Garry Moore was the affable, crew-cut, bow-tied host of some of TV's earliest variety and game shows.
He came to be best known as the longtime host of "The Garry Moore Show," which started on radio and then ran on television through the 1950s and early '60s. A mark of the program's success was that the 1961-62 season produced two Emmys: one for Moore and another for Carol Burnett for an appearance on the program.
He concurrently became the original moderator of "I've Got a Secret," which ran in syndication until the 1970s. The program featured panelists trying to determine what contestants were attempting to hide.

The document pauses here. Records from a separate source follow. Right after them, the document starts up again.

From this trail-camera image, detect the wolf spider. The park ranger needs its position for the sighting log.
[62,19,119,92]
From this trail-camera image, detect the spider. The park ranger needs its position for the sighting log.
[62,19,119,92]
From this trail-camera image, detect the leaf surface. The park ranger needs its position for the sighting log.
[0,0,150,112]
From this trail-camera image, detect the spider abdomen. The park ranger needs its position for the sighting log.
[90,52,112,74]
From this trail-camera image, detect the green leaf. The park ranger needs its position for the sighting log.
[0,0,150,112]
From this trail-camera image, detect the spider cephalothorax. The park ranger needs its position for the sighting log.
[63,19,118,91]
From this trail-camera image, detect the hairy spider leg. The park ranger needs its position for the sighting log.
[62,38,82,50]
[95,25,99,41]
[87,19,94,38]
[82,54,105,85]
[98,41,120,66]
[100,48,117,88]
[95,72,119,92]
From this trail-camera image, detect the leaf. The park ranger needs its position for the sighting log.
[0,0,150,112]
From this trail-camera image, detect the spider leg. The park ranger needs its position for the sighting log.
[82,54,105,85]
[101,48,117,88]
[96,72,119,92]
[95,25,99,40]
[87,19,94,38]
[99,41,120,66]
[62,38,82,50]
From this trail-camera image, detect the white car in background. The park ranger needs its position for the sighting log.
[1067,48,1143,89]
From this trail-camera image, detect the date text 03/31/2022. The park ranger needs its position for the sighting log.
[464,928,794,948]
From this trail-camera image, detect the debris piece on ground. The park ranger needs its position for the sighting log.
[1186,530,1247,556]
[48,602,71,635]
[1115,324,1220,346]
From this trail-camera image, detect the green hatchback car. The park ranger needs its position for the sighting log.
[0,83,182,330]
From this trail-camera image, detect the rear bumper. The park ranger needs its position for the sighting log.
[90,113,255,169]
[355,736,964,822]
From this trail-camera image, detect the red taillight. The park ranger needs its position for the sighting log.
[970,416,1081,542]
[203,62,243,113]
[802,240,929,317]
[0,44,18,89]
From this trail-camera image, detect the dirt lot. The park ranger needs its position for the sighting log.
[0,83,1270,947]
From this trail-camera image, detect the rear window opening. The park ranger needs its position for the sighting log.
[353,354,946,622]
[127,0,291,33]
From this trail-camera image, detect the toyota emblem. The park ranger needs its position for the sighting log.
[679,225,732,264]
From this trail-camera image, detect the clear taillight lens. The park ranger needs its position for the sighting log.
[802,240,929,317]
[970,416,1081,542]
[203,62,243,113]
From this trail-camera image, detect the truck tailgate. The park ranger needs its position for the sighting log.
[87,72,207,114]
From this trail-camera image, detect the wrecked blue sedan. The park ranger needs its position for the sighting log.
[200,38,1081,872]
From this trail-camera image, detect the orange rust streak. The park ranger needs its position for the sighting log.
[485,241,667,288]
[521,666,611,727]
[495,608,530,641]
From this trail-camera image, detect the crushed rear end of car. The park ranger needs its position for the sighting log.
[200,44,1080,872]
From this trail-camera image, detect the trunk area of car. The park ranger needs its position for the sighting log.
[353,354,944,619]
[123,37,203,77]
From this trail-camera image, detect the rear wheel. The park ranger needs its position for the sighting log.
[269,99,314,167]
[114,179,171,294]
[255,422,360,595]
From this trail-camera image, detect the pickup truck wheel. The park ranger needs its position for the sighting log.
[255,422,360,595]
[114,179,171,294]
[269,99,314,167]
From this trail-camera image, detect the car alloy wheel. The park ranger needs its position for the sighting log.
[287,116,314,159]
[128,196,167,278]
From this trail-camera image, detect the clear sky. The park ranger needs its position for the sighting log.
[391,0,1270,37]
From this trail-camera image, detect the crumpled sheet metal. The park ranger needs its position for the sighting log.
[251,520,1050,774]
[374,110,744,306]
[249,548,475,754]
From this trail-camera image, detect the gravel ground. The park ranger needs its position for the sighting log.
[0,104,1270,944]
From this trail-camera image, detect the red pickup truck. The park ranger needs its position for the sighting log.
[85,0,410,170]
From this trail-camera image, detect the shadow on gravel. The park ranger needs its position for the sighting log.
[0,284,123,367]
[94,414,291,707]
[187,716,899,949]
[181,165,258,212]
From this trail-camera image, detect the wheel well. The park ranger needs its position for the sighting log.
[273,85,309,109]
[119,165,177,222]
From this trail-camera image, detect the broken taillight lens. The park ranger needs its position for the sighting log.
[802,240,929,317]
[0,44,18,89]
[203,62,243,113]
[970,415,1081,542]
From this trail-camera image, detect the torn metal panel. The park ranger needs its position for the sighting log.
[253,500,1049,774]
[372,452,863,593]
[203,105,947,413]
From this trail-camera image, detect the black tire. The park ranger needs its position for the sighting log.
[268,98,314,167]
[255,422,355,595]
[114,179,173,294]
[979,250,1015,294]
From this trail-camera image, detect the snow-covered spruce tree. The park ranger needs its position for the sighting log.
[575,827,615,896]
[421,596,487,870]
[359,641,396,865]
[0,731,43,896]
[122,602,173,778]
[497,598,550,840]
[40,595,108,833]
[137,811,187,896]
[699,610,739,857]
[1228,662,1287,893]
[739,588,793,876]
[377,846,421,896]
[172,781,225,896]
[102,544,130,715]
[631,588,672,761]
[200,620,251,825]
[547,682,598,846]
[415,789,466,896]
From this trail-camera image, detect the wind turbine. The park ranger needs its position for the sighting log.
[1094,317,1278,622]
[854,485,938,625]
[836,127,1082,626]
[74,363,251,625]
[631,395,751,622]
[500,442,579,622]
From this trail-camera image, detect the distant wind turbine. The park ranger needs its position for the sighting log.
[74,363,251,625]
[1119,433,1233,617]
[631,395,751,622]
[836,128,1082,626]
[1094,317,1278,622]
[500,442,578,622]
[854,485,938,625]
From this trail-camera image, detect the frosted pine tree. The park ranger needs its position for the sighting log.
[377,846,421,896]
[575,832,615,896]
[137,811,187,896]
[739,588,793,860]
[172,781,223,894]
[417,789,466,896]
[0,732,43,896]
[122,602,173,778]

The panelists were stars in their own right: Faye Emerson, Orson Bean, Bill Cullen, Kitty Carlisle, Henry Morgan, Polly Bergen and others. In 2007, Time magazine included Moore on its list of the "15 Best Game Show Hosts."
Unlike the early TV performers who built their shows around their abilities to crack jokes or sing or dance, Moore said his success stemmed from his seeming familiarity.
"I was an Everyman," he said in a 1962 interview. People constantly stopped him thinking that he was a distant relative or a fellow worshiper or a friend of a favorite uncle.
Moore started his show business career in small-time comedy clubs in Baltimore, St. Louis and Chicago. His big break came when he and comic Jimmy Durante were called on to replace Bud Abbott and Lou Costello on the radio after Costello fell ill in 1943.
Moore, who to many viewers personified the ingenuousness that emerged from post-World War II America, was forced by throat cancer and emphysema to leave television in the 1970s. He died of emphysema in 1993.